Reading Planet Debian (see, Sam, we are still having a conversation over there? 😉), I read Anarcat’s 20+ years of Emacs. And.. Well, should I brag contribute to the discussion? Of course, why not?

Emacs is the first computer program I can name that I ever learnt to use to do something minimally useful. 39 years ago.

From the Space Cadet keyboard that (obviously…) influenced Emacs’ early design

The Emacs editor was born, according to Wikipedia, in 1976, same year as myself. I am clearly not among its first users. It was already a well-established citizen when I first learnt it; I am fortunate to be the son of a Physics researcher at UNAM, My father used to take me to his institute after he noticed how I was attracted to computers; we would usually spend some hours there between 7 and 11PM on Friday nights. His institute had a computer room where they had very sweet gear: Some 10 Heathkit terminals quite similar to this one:

The terminals were connected (via individual switches) to both a PDP-11 and a Foonly F2 computers. The room also had a beautiful thermal printer, a beautiful Tektronix vectorial graphics output terminal, and some other stuff. The main user for my father was to typeset some books; he had recently (1979) published Integral Transforms in Science and Engineering (that must be my first mention in scientific literature), and I remember he was working on the proceedings of a conference he held in Oaxtepec (the account he used in the system was oax, not his usual kbw, which he lent me). He was also working on Manual de Lenguaje y Tipografía Científica en Castellano, where you can see some examples of TeX; due to a hardware crash, the book has the rare privilege of being a direct copy of the output of the thermal printer: It was not possible to produce a higher resolution copy for several years… But it is fun and interesting to see what we were able to produce with in-house tools back in 1985!

So, what could he teach me so I could use the computers while he worked? TeX, of course. No, no LaTeX (that was published in 1984). LaTeX is a set of macros developed initially by Leslie Lamport, used to make TeX easier; TeX was developed by Donald Knuth, and if I have this information correct, it was Knuth himself who installed and demonstrated TeX in the Foonly computer, during a visit to UNAM.

Now, after 39 years hammering at Emacs buffers… Have I grown extra fingers?
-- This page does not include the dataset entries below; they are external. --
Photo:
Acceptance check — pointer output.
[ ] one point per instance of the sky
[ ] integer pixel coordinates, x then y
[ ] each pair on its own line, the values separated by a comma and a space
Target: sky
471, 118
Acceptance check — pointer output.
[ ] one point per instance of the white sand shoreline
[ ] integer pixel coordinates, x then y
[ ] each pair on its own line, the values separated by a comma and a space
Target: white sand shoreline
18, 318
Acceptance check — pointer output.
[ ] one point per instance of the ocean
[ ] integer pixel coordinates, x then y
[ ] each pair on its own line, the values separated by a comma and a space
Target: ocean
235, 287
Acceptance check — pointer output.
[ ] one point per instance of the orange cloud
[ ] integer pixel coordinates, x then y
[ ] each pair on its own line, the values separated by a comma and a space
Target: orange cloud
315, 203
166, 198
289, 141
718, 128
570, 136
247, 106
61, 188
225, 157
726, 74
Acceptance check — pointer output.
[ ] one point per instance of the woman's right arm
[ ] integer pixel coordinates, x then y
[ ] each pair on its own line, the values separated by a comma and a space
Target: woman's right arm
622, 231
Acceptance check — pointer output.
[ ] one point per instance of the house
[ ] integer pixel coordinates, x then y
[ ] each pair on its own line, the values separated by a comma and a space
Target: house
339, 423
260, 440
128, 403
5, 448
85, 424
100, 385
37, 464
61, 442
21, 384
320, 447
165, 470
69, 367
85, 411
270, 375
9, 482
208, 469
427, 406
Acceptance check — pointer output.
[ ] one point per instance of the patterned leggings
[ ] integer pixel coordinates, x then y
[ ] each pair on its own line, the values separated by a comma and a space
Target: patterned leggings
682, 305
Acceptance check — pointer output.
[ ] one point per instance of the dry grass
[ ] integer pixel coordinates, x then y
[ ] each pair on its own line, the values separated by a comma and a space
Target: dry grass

Nope. I cannot even write decent elisp code, and can barely read it. I do use org-mode (a lot!) and love it; I have written basically five books, many articles and lots of presentations and minor documents with it. But I don’t read my mail or handle my git from Emacs. I could say, I’m a relatively newbie after almost four decades.

Four decades

When we got a PC in 1986, my father got the people at the Institute to get him memacs (micro-emacs). There was probably a ten year period I barely used any emacs, but always recognized it. My fingers hve memorized a dozen or so movement commands, and a similar number of file management commands.

And yes, Emacs and TeX are still the main tools I use day to day.